Don’t hedge funds crave volatility to pounce on price mismatches and arbitrage opportunities? If they can ride the rising tide of volatility, that is considered ‘good’ volatility; but if the wave crashes on top of them, that’s ‘bad’ volatility.
“Traders always want to look for relative value and disconnects, but what we have seen in the rates space is that a lot of these relationships have been unusually odd. That reduces risk appetite,” says Andrew Sheets, Morgan Stanley’s chief cross-asset strategist.
These oddities include flattening at the ultra-short end of some rate curves, and flattening – even inversion – at the ultra-long end of others. These moves can bamboozle funds looking to exploit short-term anomalies, as well as those betting on longer-term trends.

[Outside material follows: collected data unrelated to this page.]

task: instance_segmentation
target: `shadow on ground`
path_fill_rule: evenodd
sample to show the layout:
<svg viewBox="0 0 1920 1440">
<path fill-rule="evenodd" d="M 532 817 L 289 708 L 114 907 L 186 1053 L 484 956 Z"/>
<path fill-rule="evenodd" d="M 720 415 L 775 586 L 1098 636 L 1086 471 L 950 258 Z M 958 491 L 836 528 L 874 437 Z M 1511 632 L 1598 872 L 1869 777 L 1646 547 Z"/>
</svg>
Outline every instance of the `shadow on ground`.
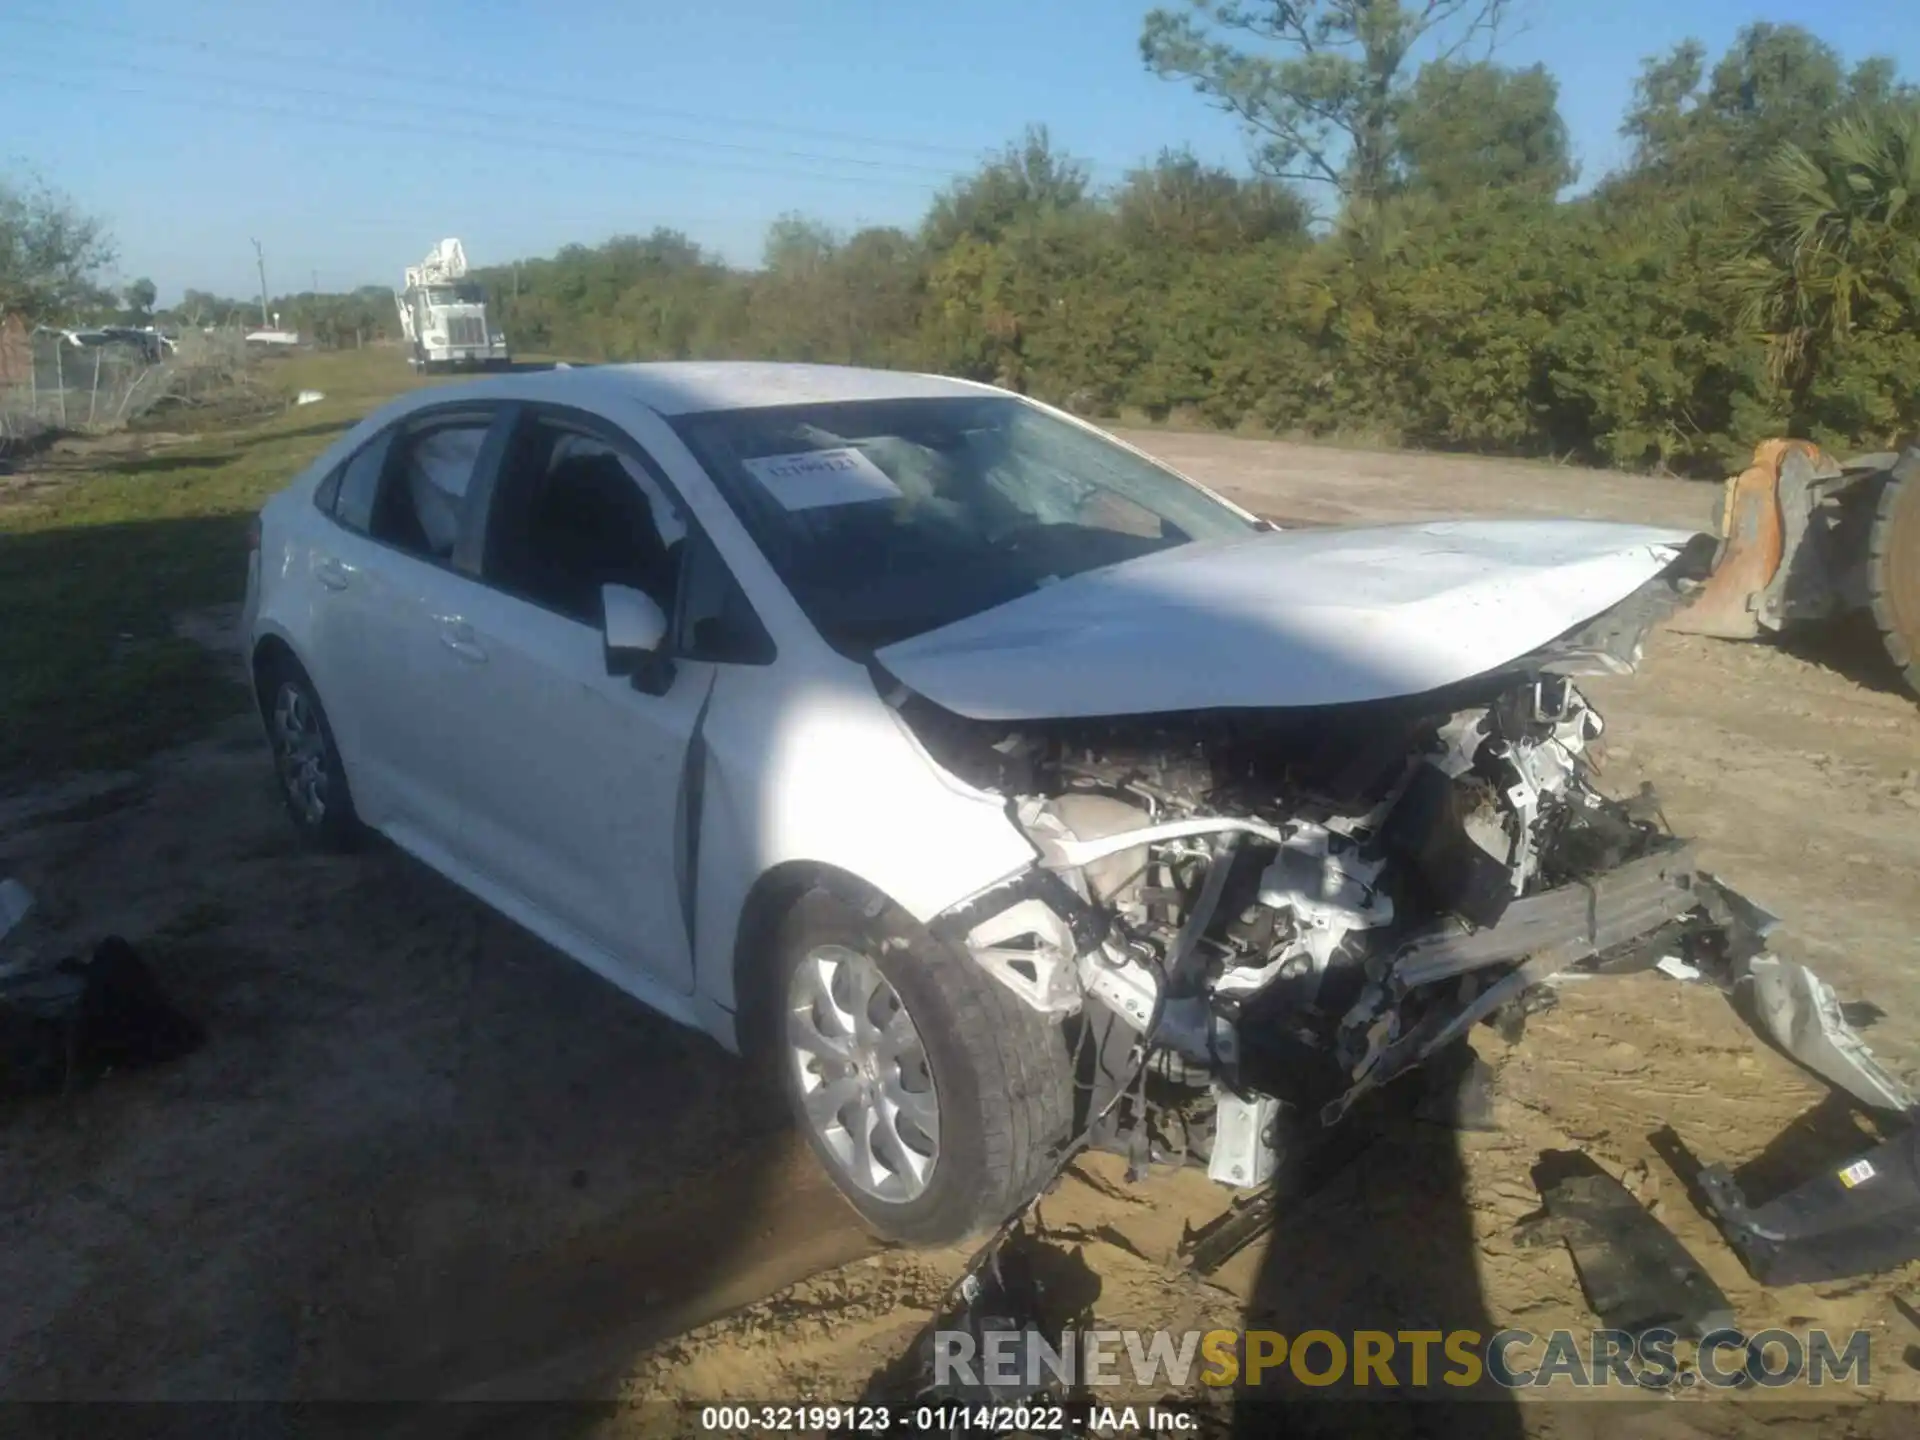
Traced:
<svg viewBox="0 0 1920 1440">
<path fill-rule="evenodd" d="M 1796 626 L 1782 632 L 1774 643 L 1787 654 L 1831 670 L 1863 690 L 1884 695 L 1913 694 L 1887 653 L 1886 640 L 1873 617 L 1865 611 Z"/>
<path fill-rule="evenodd" d="M 1458 1133 L 1415 1118 L 1419 1097 L 1416 1075 L 1372 1115 L 1352 1118 L 1371 1143 L 1323 1188 L 1282 1209 L 1242 1323 L 1284 1335 L 1287 1349 L 1258 1383 L 1243 1374 L 1236 1435 L 1522 1433 L 1513 1396 L 1477 1360 L 1469 1367 L 1460 1358 L 1483 1353 L 1498 1327 L 1477 1269 Z M 1364 1381 L 1361 1332 L 1378 1337 L 1385 1365 Z M 1410 1338 L 1420 1332 L 1424 1339 Z M 1464 1342 L 1461 1332 L 1470 1332 Z"/>
<path fill-rule="evenodd" d="M 250 722 L 0 840 L 208 1032 L 0 1108 L 10 1399 L 606 1393 L 872 1242 L 744 1066 L 385 846 L 296 849 Z"/>
<path fill-rule="evenodd" d="M 243 514 L 0 533 L 0 791 L 115 769 L 230 715 L 240 688 L 173 617 L 231 600 Z M 24 623 L 31 617 L 31 623 Z"/>
</svg>

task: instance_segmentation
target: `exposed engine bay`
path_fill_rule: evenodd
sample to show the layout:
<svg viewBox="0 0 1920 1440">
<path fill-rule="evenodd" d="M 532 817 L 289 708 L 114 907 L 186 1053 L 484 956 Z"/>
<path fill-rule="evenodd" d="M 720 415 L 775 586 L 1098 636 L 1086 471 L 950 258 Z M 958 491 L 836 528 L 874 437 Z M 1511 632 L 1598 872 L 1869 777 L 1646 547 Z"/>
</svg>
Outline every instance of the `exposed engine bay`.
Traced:
<svg viewBox="0 0 1920 1440">
<path fill-rule="evenodd" d="M 1332 1125 L 1477 1023 L 1517 1035 L 1555 976 L 1758 984 L 1781 963 L 1773 917 L 1696 867 L 1650 792 L 1596 788 L 1603 722 L 1557 673 L 1630 668 L 1655 590 L 1671 594 L 1407 700 L 988 722 L 896 691 L 1039 852 L 934 929 L 1075 1017 L 1093 1143 L 1235 1186 L 1269 1178 L 1283 1109 Z M 1869 1103 L 1911 1103 L 1806 984 L 1832 1013 L 1803 1007 L 1773 1038 Z M 1830 1063 L 1787 1044 L 1796 1027 Z"/>
</svg>

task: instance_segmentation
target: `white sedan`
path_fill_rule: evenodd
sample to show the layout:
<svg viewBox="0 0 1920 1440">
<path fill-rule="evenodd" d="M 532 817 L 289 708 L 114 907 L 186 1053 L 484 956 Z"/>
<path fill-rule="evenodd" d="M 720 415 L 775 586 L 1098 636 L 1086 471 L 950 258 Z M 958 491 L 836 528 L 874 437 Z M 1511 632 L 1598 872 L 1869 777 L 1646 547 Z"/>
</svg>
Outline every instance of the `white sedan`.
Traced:
<svg viewBox="0 0 1920 1440">
<path fill-rule="evenodd" d="M 1259 1183 L 1277 1107 L 1719 933 L 1565 679 L 1687 539 L 1282 532 L 983 385 L 591 367 L 357 425 L 261 511 L 245 623 L 305 836 L 771 1057 L 936 1242 L 1083 1141 Z"/>
</svg>

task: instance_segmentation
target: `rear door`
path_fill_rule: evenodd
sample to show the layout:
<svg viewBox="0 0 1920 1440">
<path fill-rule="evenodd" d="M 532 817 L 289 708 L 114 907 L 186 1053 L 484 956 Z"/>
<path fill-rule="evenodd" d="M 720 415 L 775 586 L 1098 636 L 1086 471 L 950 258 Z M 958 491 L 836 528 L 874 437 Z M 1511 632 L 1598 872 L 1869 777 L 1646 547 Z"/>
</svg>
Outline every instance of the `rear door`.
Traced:
<svg viewBox="0 0 1920 1440">
<path fill-rule="evenodd" d="M 436 764 L 457 716 L 424 682 L 444 617 L 458 608 L 474 477 L 509 414 L 500 404 L 440 407 L 376 437 L 342 471 L 334 524 L 312 555 L 323 666 L 314 680 L 362 817 L 403 841 L 444 845 L 460 829 L 461 798 Z"/>
</svg>

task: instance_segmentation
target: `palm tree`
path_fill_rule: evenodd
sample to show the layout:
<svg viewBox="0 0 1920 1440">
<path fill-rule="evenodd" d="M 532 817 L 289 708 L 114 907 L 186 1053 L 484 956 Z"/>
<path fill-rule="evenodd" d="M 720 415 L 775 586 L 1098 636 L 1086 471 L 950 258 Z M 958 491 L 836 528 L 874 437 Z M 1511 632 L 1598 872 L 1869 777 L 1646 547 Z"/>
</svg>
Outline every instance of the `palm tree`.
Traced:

In normal times, investors are plagued with a greater degree of uncertainty surrounding the longer term outlook than the near-term horizon. This goes for pretty much everything, from central bank policy and inflation, to growth and political risk.
It helps explain risk premium and term premium in bond markets, and why yield curves should slope upward.
But these are not normal times. There is no playbook for how policymakers steer economies out of a global pandemic, and no template for investors to navigate that lack of clarity.
Some of the world’s most renowned macro hedge funds reportedly suffered huge losses in the recent blow up, stung by a burst of central bank ‘miscommunication’ and the dramatic re-pricing of rate expectations that followed.
The Reserve Bank of Australia abruptly decided not to intervene in the bond market and cap three-year yields at 0.1%, the Bank of Canada summarily ended its quantitative easing bond-buying program, and having signaled it was preparing to raise rates, the Bank of England backed off from pulling the trigger.
Several emerging market central banks put their foot down on the tightening accelerator – most notably Brazil’s – prompting mixed and unpredictable currency swings. Turkey’s central bank, meanwhile, slashed rates by 200 basis points.
Perhaps most alarming is the growing uncertainty surrounding the make-up and direction of the Federal Reserve. Chair Jerome Powell’s re-nomination is far from guaranteed, and three resignations have freed up seats on the institution’s rate-setting committee.
Implied U.S. Treasury market volatility last week spiked to its highest since March last year, while key gauges of U.S. dollar vol against major currencies and the VIX index measuring S&P 500 volatility remain anchored near recent lows.
Interest rate volatility, if not FX vol, is likely to remain a key driver for currency markets for the remainder of the year, according to JP Morgan’s FX strategy team.
“Markets are left with much weakened faith in central bank forward guidance, a greater willingness to reprice on data surprises and thus a propensity to test the limits of central bank patience,” they wrote in a note on Friday.